Noriko tenta se de débattre en hurlant, mais son assaillant resserra son emprise. Elle sentit du sang couler de sa gorge, sa peau était entaillée par la lame. Elle donna des coups de pieds dans le vide et gigota comme elle le pouvait. Ibuki lui attrapa ses deux genoux avant de les plaquer au sol à l'aide de tout son poids, ce qui fit douloureusement réagir Noriko. Il lui releva ensuite une de ses cuisses et se glissa entre ses jambes avant de s'allonger sur elle.
- Tu devrais te calmer et te détendre, lui conseilla-t-il avec un sourire sadique. La nuit ne fait que commencer, et nous sommes tous très affamés.
Il fit glisser ses doigts sous son chemisier et commença à défaire sa ceinture. Noriko eut le réflexe de vouloir l'arrêter, mais la douleur qui lui lancinait la gorge l'obligea à agripper de nouveau la lame du poignard, ce qui lui entailla les doigts au passage. Elle étouffa un cri et se rabattit sur le poignet du deuxième homme qui la tenait afin de soulager la pression sur son cou. Grâce à son autre main, elle avait réussi à dégager un petit espace sous son nez qui lui permettait de respirer difficilement. Avec ses mains occupées, son corps écrasé par le poids de son agresseur et sa tête qui tournait à cause du peu d'oxygène qu'elle inspirait, Noriko était tout simplement impuissante et commençait à suffoquer. Ibuki avait baissé son pantalon et s'attaquait désormais à son chemisier tout en déboutonnant lentement le bouton du haut, puis le deuxième, faisant durer le calvaire.
- C'est tout nouveau pour toi, je suis sûr que tu vas adorer...
Il lui déboutonna un bouton en plus, puis s'arrêta d'un seul coup, les mains tremblantes.
- Chef ? demanda un de ses hommes.
Ibuki sentit son cœur s'accélérer et se redressa d'un seul coup.
- C'est... C'est impossible. Ce... C'est... Ce n'est qu'une coïncidence, se justifia l'homme qui tenait Noriko jusque là en la relâchant. Ça... Ne prouve rien.

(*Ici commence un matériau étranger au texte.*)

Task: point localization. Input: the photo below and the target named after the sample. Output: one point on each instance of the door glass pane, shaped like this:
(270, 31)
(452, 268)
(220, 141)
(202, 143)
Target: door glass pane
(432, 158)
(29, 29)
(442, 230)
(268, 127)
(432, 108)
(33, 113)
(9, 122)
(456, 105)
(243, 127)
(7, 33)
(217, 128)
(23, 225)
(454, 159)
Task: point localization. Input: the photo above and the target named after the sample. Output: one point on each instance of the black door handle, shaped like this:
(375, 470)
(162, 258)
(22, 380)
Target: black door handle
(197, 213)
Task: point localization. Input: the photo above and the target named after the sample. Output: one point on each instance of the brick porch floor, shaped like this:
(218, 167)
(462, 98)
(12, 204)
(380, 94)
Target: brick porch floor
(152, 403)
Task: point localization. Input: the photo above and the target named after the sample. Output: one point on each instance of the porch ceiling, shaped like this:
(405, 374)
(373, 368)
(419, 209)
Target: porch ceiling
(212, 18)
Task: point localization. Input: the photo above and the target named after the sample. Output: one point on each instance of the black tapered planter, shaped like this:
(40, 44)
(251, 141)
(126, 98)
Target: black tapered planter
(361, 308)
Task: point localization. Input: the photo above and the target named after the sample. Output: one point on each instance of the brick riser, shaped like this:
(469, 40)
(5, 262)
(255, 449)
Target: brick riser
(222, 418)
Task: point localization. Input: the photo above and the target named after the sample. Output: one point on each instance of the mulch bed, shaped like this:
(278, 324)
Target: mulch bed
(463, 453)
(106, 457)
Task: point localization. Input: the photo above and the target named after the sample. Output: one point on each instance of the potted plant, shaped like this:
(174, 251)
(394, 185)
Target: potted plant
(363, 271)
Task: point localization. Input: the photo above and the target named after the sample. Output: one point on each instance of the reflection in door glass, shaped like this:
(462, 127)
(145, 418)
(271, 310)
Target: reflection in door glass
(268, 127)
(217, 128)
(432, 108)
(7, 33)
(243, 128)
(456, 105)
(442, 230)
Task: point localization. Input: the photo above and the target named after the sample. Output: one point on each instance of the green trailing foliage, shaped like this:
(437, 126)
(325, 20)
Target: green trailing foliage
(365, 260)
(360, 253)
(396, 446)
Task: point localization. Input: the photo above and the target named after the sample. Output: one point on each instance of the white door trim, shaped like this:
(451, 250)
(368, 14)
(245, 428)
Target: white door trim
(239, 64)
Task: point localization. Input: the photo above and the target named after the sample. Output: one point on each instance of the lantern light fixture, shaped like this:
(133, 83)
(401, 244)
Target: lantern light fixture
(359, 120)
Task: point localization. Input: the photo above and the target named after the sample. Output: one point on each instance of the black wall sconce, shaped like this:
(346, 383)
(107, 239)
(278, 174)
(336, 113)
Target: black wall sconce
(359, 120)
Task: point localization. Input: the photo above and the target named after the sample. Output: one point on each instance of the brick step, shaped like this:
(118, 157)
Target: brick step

La jeune fille profita de ce moment pour se redresser sur un de ses coudes et emplit ses poumons d'air, l'esprit toujours embrouillée par la suffocation dont elle avait réchappé. Elle attrapa son cou et le liquide chaud qui se répandit sur ses doigts lui indiqua qu'elle saignait toujours.
- Qu'est-ce qu'il se passe ? demanda un autre.
- Son bras ! Je veux voir son bras ! ordonna Ibuki en se rhabillant.
Du coin de l'œil, Noriko aperçut un tatouage sur le ventre de son agresseur, mais décida de ne pas s'y attarder. Elle était terrorisée, la peur lui tordait l'estomac, elle avait mal à la tête, le sang coulait de sa tempe jusqu'à ses épaules, et elle devait lutter pour garder ses yeux et son esprit ouverts. Elle remonta son pantalon aussi vite qu'elle le put, avant d'être relevée sans ménagement et de sentir qu'on lui tordait douloureusement l'avant-bras afin de lui remonter sa manche pour arracher son bandeau.
- Mais comment...
L'adrénaline surgit au même moment et la jeune fille profita de la stupeur de ses agresseurs pour se dégager. Elle donna un coup de pied dans l'entre jambes d'Ibuki qui hurla de douleur, et se dirigea vers la porte. Un des hommes voulut la rattraper par les cheveux afin de l'empêcher de fuir, mais son poing se referma sur sa perruque, ce qui eut effet de la faire tomber au sol en arrachant quelques mèches de ses vrais cheveux au passage. Prise par surprise, la jeune fille avait trébuché et était tombée à genoux, gémissant de douleur.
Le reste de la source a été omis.